Me gustan los ritos. Siempre me han gustado, Mantener pequeñas ceremonias que se repiten en el tiempo y a las que acudo sabiendo a priori lo que va a pasar. No suelo ser esclavo de convenciones sociales impuestas desde fuera, pero en cambio sí lo soy de algunas mis obsesiones rituales. Hasta que el paso del tiempo hace imposible mantenerlas. De momento mañana vuelvo a Sevilla. A casa de mi madre. Con mis hermanos, cuñados y sobrinos. A pasar la nochebuena. Faltarán algunos. Demasiados. Mala suerte. Pero yo estaré de nuevo allí. Y me vuelve a apetecer.

14 diciembre 2011

On the road (again)

Hoy estoy fuera del circuito educativo. Me han echado, me han enseñado la puerta de la calle, me han apartado y dejo de ser profesor (de momento) por este año. He de agradecérselo al dúo dinámico madrileño, ése que componen Aguirre y Figar, que están dejando la educación en Madrid como un solar sin esperanza, arrasado, destruido.
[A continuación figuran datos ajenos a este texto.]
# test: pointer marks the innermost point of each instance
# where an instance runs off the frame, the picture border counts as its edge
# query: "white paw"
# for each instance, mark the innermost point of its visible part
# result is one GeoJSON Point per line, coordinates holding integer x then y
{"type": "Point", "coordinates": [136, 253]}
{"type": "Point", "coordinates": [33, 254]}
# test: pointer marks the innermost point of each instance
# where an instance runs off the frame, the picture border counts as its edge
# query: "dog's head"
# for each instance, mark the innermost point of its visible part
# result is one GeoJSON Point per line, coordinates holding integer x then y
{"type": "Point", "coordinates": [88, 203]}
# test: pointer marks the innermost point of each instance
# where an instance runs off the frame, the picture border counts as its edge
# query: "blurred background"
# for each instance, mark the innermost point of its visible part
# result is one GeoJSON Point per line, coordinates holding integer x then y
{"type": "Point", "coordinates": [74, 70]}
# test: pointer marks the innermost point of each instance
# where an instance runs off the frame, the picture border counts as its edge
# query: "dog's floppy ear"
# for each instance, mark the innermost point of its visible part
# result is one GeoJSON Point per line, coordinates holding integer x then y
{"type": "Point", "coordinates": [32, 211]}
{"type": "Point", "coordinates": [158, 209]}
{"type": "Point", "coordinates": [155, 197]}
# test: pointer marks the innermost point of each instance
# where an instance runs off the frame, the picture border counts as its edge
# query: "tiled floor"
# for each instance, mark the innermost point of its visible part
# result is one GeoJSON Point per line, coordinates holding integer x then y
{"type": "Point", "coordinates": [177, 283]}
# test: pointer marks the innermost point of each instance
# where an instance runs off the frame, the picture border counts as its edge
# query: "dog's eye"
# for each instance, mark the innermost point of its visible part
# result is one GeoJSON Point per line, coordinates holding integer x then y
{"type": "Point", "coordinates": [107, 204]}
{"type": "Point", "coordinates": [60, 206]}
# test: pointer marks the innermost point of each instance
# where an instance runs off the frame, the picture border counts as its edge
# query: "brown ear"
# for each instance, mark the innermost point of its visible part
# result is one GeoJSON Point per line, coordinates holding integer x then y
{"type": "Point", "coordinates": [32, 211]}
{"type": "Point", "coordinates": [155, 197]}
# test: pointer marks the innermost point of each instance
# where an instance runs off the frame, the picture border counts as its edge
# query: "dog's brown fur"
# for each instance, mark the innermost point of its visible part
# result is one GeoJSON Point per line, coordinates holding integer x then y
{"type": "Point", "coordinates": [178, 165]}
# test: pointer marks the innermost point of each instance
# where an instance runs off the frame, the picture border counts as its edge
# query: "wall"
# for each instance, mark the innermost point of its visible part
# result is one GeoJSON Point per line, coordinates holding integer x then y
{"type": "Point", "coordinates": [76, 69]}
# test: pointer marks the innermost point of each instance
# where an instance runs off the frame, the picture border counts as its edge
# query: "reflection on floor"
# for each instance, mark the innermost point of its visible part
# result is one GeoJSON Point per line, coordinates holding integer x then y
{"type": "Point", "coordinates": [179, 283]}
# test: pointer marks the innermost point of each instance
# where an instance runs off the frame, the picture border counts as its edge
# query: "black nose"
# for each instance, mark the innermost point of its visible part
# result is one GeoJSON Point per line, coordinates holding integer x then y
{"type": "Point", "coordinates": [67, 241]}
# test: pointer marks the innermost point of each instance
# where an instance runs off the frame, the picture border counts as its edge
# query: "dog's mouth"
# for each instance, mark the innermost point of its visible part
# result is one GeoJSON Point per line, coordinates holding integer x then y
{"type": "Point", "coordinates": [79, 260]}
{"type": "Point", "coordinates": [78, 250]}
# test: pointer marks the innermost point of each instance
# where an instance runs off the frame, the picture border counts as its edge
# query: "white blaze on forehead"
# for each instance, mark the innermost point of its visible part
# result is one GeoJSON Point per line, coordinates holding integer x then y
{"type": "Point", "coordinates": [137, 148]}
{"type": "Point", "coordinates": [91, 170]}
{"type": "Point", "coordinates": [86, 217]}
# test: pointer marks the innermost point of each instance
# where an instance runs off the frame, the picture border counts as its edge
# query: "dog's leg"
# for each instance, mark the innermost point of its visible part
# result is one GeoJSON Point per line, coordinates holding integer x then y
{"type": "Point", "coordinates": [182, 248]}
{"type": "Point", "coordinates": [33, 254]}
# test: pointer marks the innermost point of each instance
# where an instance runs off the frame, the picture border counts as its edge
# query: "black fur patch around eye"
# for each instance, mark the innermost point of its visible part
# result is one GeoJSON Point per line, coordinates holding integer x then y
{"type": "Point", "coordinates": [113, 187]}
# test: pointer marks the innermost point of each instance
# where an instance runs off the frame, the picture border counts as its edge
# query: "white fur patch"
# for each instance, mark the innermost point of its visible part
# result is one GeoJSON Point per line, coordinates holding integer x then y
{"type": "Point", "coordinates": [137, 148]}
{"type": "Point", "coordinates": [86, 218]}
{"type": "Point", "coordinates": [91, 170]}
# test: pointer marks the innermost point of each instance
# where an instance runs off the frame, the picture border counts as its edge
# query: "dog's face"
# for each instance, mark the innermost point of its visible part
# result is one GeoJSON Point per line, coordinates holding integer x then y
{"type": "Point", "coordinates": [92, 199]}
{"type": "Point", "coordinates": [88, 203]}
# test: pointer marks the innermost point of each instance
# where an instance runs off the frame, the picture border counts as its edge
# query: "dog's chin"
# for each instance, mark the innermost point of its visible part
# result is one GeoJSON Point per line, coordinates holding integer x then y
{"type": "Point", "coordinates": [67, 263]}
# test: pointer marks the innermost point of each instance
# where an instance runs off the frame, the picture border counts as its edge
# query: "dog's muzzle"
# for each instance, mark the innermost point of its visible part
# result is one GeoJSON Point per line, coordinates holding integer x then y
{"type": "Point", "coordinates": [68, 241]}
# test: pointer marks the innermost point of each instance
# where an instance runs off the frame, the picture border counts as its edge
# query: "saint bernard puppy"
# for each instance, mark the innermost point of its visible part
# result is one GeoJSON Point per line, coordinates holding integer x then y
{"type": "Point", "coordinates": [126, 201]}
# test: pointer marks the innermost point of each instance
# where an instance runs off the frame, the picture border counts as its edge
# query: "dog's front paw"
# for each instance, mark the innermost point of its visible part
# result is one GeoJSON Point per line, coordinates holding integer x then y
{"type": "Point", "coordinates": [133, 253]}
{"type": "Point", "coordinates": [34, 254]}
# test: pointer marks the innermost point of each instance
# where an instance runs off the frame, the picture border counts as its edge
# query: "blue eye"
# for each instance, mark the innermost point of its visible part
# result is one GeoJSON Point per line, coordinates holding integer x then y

Y estoy tocado, es cierto. Cómo evitarlo cuando tantos chicos y chicas te despiden con el cariño, el respeto y la lealtad que me han mostrado. Ha sido especial por sorpresivo, lo reconozo. Tan poco tiempo. Sé que algo debo hacer bien cuando recibo todo lo que hoy he recibido. Es lo que me llevo. Tres meses, un trimestre, un pueblo de la sierra de Madrid. Jodido pero contento. Ha sido un placer. Hasta otra. Hasta siempre.

02 diciembre 2011

Criptografía emocional


¿Cuál es el valor de un escritor? ¿Qué significa triunfar? ¿Quién ganó el último premio de esta semana (que nunca leeré)? Los premios, las trincheras, el mundillo literario, la decepción... Entender que es importante, entender que no lo es, comprender la vanidad, comprender la frustración, trasladar el cariño, transmitir la admiración, trascender a la familia, compartir la emoción, desayunar con quien está a punto de dormir… Y qué más da, y qué importante es, y recordar, y recordarle, aquellas líneas metálicas que escribió, hace mucho tiempo, tanto tiempo, y esas otras, perrunas, no hace tanto, la emoción que provocaron, y las que no terminan de convencer, sí, pero están al borde del aplauso, como sólo lo están las que escriben aquellos a los que se les exige porque se sabe lo que pueden ofrecer. Como Dostoievski. Dicen. Los años. Pasan. Conectas con quién antes ni siquiera reparabas. Demasiados obstáculos. Demasiados prejuicios. Mutuos. Los años. Hay gente que merece la pena. El tiempo. La familia. Un abrazo.